# Sx acting on up spin particle confusion

by DocZaius
Tags: acting, confusion, particle, spin
 P: 296 I am reading Griffiths and I am having trouble interpreting the results of measuring the x component of spin on a spin-up particle. If you have a spin up particle, my understanding is that it is assumed to be up in the preferred axis, z. I would think that measuring its x component should give half probability of h-bar/2 and half of negative h-bar/2. But what I get is h-bar/2 times spin down (down in z axis right?): $Sx\uparrow=\frac{\hbar}{2} \left( \begin{array}{ccc} 0 & 1 \\ 1 & 0 \end{array} \right) \left( \begin{array}{ccc} 1 \\ 0 \end{array} \right) =\frac{\hbar}{2}\downarrow$ I don't see why this would make any sense. You measure the x component of the spin of a spin-up particle and get h-bar over 2 times spin down? Does that mean the particle is now spin down on the z axis? Shouldn't it be on the x axis now that we measured it in respect to the x component? Also, just to be clear: the generic spin-up spinor without a (z) superscript implies it is a spinor of the z axis right? $X=X^{(z)}$ ?

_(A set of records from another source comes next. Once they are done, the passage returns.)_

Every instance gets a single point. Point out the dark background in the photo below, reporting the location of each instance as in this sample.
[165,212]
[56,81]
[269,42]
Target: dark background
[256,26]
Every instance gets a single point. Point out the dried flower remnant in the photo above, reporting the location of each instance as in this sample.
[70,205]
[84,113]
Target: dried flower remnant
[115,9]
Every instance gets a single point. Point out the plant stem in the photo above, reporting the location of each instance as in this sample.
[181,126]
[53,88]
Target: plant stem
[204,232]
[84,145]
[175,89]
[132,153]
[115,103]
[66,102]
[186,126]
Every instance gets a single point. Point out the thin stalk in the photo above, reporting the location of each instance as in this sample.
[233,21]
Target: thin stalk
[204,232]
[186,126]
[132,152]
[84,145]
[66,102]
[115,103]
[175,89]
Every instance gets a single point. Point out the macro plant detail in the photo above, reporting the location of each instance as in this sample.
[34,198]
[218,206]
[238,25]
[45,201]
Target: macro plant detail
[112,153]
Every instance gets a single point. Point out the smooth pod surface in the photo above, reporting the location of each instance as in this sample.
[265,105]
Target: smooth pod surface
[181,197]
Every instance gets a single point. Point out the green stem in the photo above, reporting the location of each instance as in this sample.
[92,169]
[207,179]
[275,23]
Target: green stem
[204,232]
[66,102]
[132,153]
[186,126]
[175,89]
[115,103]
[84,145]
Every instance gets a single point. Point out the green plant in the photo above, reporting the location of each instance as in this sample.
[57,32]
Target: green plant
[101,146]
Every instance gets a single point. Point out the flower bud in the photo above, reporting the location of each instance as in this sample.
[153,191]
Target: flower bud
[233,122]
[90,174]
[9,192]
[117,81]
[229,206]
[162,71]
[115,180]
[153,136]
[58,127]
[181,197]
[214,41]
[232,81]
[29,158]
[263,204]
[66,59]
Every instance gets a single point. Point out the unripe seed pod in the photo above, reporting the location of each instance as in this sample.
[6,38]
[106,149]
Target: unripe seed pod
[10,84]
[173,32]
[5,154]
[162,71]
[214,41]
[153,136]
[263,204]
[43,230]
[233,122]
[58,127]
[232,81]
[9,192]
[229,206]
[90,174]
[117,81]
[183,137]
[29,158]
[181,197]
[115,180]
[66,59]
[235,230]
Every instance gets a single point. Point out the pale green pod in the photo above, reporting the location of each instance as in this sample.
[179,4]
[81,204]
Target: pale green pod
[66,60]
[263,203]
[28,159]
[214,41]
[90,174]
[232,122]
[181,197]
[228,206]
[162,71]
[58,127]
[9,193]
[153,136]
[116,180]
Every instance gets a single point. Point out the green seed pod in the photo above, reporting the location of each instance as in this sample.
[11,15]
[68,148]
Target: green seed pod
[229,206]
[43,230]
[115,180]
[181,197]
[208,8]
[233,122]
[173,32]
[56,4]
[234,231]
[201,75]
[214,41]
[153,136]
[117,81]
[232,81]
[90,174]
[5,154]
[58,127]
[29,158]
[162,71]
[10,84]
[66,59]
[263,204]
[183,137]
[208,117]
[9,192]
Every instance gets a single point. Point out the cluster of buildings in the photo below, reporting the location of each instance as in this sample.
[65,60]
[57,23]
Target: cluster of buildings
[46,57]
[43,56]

 P: 647 One cannot make a measurement in quantum mechanics. One can only predict probabilities for numerous measurements. There is no mathematical operation as we know it now that one can use in quantum mechanics were one applies something to a state vector, and gets back a result. This can't happen since the results are random, and you never hit a state vector with something and get a random result back. You can calculate the probability of obtaining a result in a lab where you do an actual mesearment. For your case it would be $\langle \uparrow_{x}|\uparrow_{z}\rangle$ or something like that depending what you want to know.